È passato un mese dalla tragedia del bus di Volnovakha, in Ucraina dell’Est. Da allora, il conflitto tra le forze di Kiev e i separatisti delle regioni di Donetsk e Lugansk è peggiorato sempre di più. Il Paese è sprofondato in una tremenda guerra civile che ha mietuto già più di 5 mila morti (stime ONU/OSCE).
Non è semplice capire cosa succeda in quei territori. L’informazione da ambo le parti è molto faziosa e ideologica. Kiev attacca Mosca per aver leso la sua sovranità territoriale fornendo supporto alle milizie separatiste. Il Cremlino accusa il “governo fascista” di Kiev di “genocidio” nei confronti delle popolazioni russofone dell’Est (le autorità russe parlano di più di un milione di rifugiati). Retorica a parte, col passare del tempo è apparso sempre più chiaro come alla base del conflitto ci fosse uno scontro geopolitico di portata maggiore (tra USA-UE e Russia) e che le vittime civili fossero il “prezzo necessario” da pagare. La cosa più grave è che il confronto si è trasformato in una sorta di “guerra di civiltà” tra due modelli – quello occidentale e quello russo – apparentemente inconciliabili.
Dopo trattative estenuanti il “Quartetto della Normandia” (formato da Francia , Germania, Russia e Ucraina a cui si sono aggiunti i leader delle Repubbliche separatiste e il rappresentate dell’OSCE, Heidi Tagliavini) ha raggiunto un’intesa di 12 punti sul “cessate il fuoco” a partire dal 15 Febbraio. Si spera che questa volta la tregua sia davvero duratura e consenta di trovare una soluzione efficace e pacifica al problema dell’assetto territoriale del Paese. L’importante è evitare che l’Ucraina Orientale si trasformi in un nuovo frozen conflict (come la tristemente celebre Transnistria). C’è ancora molta strada da fare, ma a Minsk è stato lanciato un segnale di speranza.

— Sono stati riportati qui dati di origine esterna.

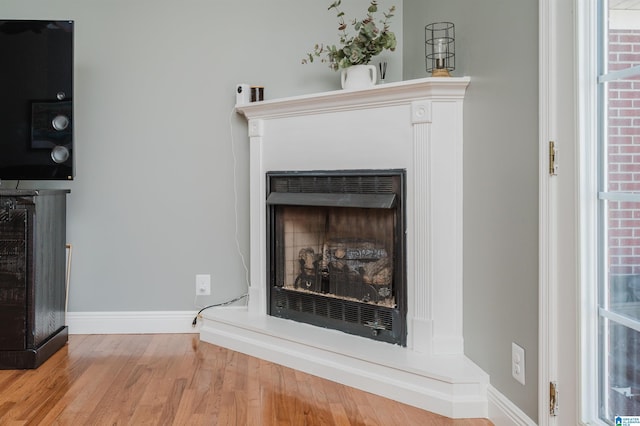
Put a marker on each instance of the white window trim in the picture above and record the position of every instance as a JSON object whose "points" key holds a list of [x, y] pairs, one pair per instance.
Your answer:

Quello che conta al momento è che si ponga fine a questa guerra fratricida che mina sempre di più la possibilità di una riconciliazione nazionale. L’Ucraina deve tornare ad essere uno Stato libero dalla guerra e dalle ingerenze geopolitiche esterne. Un Paese neutrale, che usi gli aiuti finanziari per riformarsi veramente e lanciare una dura lotta contro élite corrotte e oligarchi senza scrupoli che ne hanno impedito uno sviluppo egualitario nel corso degli ultimi decenni. Un’Ucraina libera, sovrana e democratica può trasformarsi in un ponte tra Russia e UE, in cui sperimentare nuove forme di convivenza e rispetto reciproco. Ciò consentirebbe di rivitalizzare le forze progressiste russe – al momento soffocate dall’ideologia patriottica pro-Putin – e aiuterebbe noi europei ad abbandonare quell’istinto moralizzatore che spesso manifestiamo nei confronti dell’“altro”.
Forse sembra un’utopia ora, ma l’Ucraina può diventare il fulcro per realizzare finalmente quella “casa comune europea” da Lisbona a Vladivostok. Sarà un processo lungo e maledettamente difficile, ma abbiamo l’obbligo di provarci. Se non ora, quando?